Moreover, it would have been appropriate for the Magistrate Judge to have considered the two inmate requests submitted by Williams to Hollibaugh and signed by Hollibaugh. The Magistrate Judge’s conclusion that such extrinsic evidence, which was a contemporaneous part of the prison record and bore directly on the grievance, could not be considered for purposes of determining whether the procedural default should have been excused was not required by Spruill or any other of our precedents. Indeed, the two requests show without question that Hollibaugh knew of Williams’s attempts to be moved because of his fear of attack and that, those attempts having undisputedly been rebuffed by him, he was “fairly within the compass” of Williams’s grievance. Spruill , 372 F.3d at 234. [5]

II.

We will REVERSE the grant of summary judgment to Hollibaugh and REMAND to the Magistrate Judge for further proceedings in accordance with this opinion.

NOTES

[*] The Honorable Joseph E. Irenas, Senior District Judge, United States District Court for the District of New Jersey, sitting by designation.
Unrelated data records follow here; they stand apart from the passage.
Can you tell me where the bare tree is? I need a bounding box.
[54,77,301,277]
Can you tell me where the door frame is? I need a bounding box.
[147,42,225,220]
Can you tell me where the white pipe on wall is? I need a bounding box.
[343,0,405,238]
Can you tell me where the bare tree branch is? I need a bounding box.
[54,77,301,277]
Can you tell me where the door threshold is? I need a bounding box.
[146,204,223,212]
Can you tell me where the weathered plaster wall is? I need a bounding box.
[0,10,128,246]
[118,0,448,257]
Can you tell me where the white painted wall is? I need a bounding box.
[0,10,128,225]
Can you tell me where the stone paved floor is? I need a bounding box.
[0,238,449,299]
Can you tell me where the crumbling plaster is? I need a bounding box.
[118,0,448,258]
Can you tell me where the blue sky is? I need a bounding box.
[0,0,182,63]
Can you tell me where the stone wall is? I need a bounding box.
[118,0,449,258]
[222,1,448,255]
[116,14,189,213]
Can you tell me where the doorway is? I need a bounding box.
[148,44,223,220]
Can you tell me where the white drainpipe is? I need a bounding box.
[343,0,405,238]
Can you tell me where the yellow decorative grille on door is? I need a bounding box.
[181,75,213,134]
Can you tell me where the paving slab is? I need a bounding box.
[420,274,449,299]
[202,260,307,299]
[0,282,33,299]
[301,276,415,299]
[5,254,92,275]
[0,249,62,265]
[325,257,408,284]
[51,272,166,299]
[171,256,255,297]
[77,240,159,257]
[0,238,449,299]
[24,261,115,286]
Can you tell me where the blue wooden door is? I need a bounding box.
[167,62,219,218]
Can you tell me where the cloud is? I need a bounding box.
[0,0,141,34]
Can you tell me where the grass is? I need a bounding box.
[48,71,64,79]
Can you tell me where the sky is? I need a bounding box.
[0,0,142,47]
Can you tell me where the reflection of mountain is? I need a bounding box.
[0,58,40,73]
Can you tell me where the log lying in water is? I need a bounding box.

[1] “2-10” refers to the shift time of the officers responsible for inmate transfers.

[2] That section provides, in relevant part, “The inmate shall include a statement of the facts relevant to the claim . . . The inmate should identify any persons who may have information that could be helpful in resolving the grievance . . . .”

[3] Summary judgment was also granted in favor of the other defendants on different grounds. Williams v. Hollibaugh , No. 04- 2155, 2006 U.S. Dist. LEXIS 1380, **25-33 (M.D. Pa.). Williams has not appealed that order.

[4] To the extent that Hollibaugh suggests that because Williams was to implicate him he was entitled to notice sooner rather than later, the Supreme Court recently noted that “early notice to those who might later be sued . . . has not been thought to be one of the leading purposes of the exhaustion requirement.” Jones v. Bock , 127 S.Ct. 910, 923 (2007).

[5] Given this disposition, we need not consider the other evidence proffered by Williams.